Tsao-Tsao accourant au galop, abordait de front Sa Majesté[2] et se trouvait droit devant elle ! A cette vue les mandarins pâlirent ; derrière Hiuen-Té, Yun-Tchang ayant peine à contenir son indignation, fronçait le sourcil, roulait des prunelles ardentes ; le sabre au poing, il fouettait déjà son cheval pour aller décapiter l’arrogant ministre. Hiuen-Té lui fit signe des yeux ; respectant cet ordre tacite d’un frère[3] aîné, le héros doué d’humanité et de modération n’osa exécuter son dessein. Au même instant Tsao regarda en face Hiuen-Té ; celui-ci s’empressa de le saluer avec politesse en disant : « Votre excellence a l’adresse d’un esprit ! Dans tout le siècle, on n’a pas vu un archer qui l’égale ! — C’est grâce au bonheur de Sa Majesté[4] que j’ai frappé juste ! » répondit Tsao en souriant ; puis il se mit à son tour à féliciter le petit prince ; mais au lieu de lui rendre son arc et ses flèches, il continua de les porter à sa ceinture au grand scandale des vieux mandarins, qui tous poussaient de profonds soupirs.

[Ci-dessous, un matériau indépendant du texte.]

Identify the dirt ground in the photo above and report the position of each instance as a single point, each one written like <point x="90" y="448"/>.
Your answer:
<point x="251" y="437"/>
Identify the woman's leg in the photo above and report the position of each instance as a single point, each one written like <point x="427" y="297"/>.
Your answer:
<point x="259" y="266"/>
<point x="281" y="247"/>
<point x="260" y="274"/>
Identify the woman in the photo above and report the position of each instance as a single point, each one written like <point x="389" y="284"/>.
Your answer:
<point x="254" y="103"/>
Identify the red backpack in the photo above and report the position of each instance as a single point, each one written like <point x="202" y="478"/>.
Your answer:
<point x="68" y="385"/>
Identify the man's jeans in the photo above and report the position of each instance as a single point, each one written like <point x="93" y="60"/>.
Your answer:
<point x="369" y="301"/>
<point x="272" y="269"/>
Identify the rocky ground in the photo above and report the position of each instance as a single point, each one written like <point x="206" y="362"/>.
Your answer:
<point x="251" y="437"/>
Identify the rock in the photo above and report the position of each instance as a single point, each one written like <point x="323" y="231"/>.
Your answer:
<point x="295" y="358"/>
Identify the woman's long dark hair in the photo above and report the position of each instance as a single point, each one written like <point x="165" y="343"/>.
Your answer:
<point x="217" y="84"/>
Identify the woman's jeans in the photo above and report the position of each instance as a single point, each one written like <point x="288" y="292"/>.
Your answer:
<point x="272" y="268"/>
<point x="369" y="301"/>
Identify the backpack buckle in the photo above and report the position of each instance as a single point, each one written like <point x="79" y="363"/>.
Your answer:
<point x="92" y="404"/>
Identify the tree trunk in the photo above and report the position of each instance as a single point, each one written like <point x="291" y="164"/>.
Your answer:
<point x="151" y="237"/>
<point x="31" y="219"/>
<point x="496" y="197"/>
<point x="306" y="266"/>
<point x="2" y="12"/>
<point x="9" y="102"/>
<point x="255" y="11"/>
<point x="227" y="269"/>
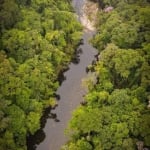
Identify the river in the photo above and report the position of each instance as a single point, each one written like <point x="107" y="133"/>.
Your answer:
<point x="71" y="92"/>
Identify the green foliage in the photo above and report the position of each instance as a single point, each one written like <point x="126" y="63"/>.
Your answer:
<point x="116" y="113"/>
<point x="37" y="42"/>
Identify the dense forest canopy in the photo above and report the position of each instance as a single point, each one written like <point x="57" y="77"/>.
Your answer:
<point x="116" y="112"/>
<point x="37" y="41"/>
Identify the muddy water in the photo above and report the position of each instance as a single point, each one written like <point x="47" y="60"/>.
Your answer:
<point x="71" y="94"/>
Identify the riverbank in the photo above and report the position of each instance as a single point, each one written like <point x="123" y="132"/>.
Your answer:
<point x="89" y="16"/>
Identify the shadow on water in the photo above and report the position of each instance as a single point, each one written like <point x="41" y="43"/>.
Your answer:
<point x="70" y="93"/>
<point x="34" y="140"/>
<point x="39" y="136"/>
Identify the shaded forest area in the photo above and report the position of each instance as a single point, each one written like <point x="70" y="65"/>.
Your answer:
<point x="37" y="42"/>
<point x="116" y="111"/>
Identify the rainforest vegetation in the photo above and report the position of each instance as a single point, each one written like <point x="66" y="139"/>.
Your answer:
<point x="37" y="42"/>
<point x="116" y="111"/>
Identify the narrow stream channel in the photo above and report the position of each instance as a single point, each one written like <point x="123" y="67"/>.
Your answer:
<point x="71" y="94"/>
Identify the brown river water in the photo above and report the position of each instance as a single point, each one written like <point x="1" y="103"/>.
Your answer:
<point x="71" y="92"/>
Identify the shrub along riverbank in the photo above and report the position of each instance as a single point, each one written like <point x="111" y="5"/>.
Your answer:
<point x="116" y="114"/>
<point x="37" y="42"/>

Après la chasse, on fit un repas dans la campagne et le cortège revint à la capitale. « Frère, dit Hiuen-Té à Yun-Tchang, vous avez été bien prompt ce matin à tirer votre sabre ! — Ce brigand de ministre insulte l’Empereur et humilie les grands ; j’ai

  1. C’était bien la flèche d’or qui avait percé le cerf ; les courtisans firent semblant de prendre le change. Ces mots : vive l’Empereur t sont la traduction du cri des Chinois : « (Qu’il vive) dix mille années ! » Au moment où la foule poussait ces acclamations, Tsao fit en sorte de se trouver à peu près dans la même position que l’Empereur ; c’était en quelque sorte essayer du rôle de souverain.
  2. Ce qui est en Chine un crime de lèse-majesté.
  3. Frère par adoption.
  4. Voir la note plus haut, page 91.